A photocyte is a cell that specializes in catalyzing enzymes to produce light (bioluminescence). Photocytes typically occur in select layers of epithelial tissue, functioning singly or in a group, or as part of a larger apparatus (a photophore). They contain special structures termed as photocyte granules. These specialized cells are found in a range of multicellular animals including ctenophora, coelenterates (cnidaria), annelids, arthropoda (including insects) and fishes. Although some fungi are bioluminescent, they do not have such specialized cells.

Mechanism of light production

Light production may first be triggered by nerve impulses which stimulate the photocyte to release the enzyme luciferase into a "reaction chamber" of luciferin substrate. In some species the release occurs continually without the precursor impulse via osmotic diffusion. Molecular oxygen is then actively gated through surrounding tracheal cells which otherwise limit the natural diffusion of oxygen from blood vessels; the resulting reaction with the luciferase and luciferin produces light energy and a by-product (usually carbon dioxide).

Researchers once postulated that ATP was the source of reaction energy for photocytes, but since ATP only produces a fraction the energy of the luciferase reaction, any resulting light wave-energy would be too small for detection by a human eye.

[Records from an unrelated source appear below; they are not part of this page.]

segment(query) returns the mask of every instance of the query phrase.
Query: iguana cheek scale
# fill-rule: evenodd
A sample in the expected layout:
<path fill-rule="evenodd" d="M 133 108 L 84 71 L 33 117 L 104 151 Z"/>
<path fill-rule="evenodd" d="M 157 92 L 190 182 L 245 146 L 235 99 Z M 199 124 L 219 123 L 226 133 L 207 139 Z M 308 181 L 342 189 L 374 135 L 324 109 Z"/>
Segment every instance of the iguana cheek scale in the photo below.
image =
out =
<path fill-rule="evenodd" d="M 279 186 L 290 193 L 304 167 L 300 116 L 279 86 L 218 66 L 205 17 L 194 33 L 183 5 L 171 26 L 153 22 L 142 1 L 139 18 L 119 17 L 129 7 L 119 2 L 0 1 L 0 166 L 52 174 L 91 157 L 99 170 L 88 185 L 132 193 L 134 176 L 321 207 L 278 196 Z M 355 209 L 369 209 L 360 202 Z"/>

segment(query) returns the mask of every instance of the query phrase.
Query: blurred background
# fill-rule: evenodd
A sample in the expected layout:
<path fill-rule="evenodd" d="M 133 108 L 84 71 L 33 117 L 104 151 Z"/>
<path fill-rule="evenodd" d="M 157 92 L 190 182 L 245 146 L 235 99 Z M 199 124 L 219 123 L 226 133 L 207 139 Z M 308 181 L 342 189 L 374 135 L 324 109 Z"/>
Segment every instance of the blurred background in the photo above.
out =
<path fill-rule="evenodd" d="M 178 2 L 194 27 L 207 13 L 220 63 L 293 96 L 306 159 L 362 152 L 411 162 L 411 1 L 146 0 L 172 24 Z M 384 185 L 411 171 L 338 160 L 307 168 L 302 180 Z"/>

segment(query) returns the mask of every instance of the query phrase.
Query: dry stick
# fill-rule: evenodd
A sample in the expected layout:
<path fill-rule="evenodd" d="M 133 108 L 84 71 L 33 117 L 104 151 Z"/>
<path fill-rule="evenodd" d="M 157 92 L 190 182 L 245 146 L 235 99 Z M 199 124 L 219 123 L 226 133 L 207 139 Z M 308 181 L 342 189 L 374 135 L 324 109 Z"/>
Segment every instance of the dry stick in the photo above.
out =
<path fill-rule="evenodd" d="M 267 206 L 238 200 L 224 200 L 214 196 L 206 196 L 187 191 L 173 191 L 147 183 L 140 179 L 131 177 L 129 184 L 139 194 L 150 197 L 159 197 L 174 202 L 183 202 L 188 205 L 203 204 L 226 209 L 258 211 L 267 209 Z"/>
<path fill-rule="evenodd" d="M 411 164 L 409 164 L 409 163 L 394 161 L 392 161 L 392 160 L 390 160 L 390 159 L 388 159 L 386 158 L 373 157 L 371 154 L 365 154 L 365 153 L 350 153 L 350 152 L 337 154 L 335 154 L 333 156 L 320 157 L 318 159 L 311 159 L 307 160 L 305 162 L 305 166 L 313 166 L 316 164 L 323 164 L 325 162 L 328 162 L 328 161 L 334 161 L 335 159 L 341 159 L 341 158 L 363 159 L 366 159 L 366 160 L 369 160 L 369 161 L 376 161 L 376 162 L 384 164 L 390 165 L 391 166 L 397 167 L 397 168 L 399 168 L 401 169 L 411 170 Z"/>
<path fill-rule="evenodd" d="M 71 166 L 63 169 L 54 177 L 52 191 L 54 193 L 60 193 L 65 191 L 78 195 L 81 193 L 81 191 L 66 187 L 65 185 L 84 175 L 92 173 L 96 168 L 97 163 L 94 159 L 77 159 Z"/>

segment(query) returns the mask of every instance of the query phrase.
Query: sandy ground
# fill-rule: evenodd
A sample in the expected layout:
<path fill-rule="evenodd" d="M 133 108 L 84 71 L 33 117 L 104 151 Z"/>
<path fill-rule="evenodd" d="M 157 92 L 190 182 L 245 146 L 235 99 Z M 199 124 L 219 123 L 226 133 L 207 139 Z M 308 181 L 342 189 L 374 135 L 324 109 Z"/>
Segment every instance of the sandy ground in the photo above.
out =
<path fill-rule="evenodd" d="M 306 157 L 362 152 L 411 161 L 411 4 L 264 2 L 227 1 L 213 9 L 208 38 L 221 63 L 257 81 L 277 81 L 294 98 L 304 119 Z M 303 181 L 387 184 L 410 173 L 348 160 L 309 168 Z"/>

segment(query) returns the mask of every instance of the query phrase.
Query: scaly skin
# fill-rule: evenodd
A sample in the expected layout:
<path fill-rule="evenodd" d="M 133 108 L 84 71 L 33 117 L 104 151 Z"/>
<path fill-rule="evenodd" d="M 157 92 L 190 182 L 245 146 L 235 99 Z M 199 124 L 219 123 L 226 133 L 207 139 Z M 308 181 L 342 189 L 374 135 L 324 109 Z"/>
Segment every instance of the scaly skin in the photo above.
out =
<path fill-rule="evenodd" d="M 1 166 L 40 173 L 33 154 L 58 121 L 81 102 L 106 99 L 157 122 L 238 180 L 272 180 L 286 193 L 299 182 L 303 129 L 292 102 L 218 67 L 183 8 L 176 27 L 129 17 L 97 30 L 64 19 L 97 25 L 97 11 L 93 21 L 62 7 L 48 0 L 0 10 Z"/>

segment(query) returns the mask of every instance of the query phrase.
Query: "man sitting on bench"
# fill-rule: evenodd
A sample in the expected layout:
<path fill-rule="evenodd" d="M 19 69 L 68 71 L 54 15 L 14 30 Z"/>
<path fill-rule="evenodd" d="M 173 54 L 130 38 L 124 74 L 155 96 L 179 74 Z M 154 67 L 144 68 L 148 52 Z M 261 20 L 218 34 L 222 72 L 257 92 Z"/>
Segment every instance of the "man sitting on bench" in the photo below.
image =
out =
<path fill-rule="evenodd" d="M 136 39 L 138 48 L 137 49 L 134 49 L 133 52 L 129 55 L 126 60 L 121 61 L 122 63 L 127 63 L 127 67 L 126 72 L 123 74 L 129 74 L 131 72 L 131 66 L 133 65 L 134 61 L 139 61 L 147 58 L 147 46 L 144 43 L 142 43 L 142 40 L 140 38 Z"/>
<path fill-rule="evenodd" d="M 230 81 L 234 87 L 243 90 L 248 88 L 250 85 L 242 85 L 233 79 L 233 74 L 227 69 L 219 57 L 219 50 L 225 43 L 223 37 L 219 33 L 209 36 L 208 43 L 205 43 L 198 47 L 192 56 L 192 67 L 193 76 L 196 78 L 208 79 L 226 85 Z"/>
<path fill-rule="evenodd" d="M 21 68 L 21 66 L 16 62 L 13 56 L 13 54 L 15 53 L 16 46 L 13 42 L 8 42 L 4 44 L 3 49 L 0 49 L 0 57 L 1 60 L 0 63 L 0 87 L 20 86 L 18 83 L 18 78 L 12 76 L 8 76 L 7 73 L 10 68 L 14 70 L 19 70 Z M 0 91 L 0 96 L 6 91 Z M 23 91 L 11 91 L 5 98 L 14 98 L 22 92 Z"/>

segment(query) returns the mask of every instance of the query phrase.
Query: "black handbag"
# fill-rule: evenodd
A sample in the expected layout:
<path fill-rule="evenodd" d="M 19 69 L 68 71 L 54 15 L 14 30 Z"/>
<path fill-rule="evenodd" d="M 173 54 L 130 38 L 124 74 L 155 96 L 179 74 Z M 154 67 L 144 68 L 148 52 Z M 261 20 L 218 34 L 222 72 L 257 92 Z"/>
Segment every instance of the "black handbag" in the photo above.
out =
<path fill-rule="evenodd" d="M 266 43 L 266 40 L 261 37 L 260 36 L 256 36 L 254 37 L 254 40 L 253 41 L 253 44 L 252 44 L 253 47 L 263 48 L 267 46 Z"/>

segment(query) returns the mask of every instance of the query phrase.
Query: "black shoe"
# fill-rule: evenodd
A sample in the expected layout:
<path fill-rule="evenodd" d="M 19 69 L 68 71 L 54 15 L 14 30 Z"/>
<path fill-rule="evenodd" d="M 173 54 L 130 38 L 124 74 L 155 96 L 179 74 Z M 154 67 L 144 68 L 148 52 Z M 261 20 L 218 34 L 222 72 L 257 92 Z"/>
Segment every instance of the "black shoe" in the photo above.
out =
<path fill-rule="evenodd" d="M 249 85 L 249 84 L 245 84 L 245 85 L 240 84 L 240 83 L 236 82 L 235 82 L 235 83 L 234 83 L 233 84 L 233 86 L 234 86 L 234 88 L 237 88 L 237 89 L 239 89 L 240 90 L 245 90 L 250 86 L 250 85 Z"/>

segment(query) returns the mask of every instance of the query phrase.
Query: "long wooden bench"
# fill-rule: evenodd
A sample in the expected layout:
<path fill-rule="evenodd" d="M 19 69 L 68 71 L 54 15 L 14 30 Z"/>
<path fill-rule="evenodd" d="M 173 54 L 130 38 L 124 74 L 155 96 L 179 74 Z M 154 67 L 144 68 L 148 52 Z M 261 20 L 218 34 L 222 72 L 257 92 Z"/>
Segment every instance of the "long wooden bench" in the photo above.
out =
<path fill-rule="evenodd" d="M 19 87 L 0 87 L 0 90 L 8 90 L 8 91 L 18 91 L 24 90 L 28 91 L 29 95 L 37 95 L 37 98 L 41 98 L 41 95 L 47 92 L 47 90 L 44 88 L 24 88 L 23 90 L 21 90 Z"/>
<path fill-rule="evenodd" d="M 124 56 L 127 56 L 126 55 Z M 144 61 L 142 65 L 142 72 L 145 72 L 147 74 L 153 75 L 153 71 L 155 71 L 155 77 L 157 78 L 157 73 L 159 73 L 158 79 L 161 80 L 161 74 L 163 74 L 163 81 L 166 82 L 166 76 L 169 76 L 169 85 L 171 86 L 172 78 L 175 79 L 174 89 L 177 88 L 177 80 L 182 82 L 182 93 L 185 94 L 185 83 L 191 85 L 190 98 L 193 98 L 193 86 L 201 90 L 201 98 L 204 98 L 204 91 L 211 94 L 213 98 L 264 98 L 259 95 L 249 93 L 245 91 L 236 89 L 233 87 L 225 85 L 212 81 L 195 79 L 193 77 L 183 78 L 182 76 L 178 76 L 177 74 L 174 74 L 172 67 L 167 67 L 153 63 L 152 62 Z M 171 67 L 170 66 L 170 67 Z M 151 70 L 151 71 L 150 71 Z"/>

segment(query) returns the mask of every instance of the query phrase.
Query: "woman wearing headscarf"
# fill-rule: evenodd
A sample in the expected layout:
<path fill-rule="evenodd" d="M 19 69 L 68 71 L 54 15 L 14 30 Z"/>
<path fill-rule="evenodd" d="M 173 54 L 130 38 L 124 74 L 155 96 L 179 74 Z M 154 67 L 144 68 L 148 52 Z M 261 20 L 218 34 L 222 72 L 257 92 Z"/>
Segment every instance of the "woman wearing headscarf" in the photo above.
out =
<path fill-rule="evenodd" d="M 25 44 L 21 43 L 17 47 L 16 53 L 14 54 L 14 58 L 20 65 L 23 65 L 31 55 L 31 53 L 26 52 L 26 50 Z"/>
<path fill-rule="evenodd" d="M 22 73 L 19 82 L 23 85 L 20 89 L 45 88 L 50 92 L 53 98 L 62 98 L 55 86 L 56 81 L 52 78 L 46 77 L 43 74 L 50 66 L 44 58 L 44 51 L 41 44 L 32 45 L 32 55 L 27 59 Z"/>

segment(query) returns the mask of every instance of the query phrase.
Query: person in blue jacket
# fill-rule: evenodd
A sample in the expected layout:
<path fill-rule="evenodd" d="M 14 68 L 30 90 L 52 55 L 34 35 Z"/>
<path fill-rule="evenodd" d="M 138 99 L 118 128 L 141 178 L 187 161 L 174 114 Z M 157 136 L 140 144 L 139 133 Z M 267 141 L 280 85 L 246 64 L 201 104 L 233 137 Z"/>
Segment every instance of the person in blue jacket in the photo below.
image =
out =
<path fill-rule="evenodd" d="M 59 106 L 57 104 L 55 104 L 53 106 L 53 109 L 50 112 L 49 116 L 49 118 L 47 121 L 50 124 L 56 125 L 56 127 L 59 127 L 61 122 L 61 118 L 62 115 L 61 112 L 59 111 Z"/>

The wavelengths produced by most photocytes fall close to 490 nm; although light as energetic as 250 nm is reportedly possible.

The variations of color seen in different photocytes are usually the result of color filters that alter the wavelength of the light prior to exiting the endoderm, thanks to the other parts of the photophore. The range of colors vary between bioluminescent species.

The exact combinations of luciferase and luciferin types found among photocytes are specific to the species to which they belong. This would seem to be the result of consistent evolutionary divergence.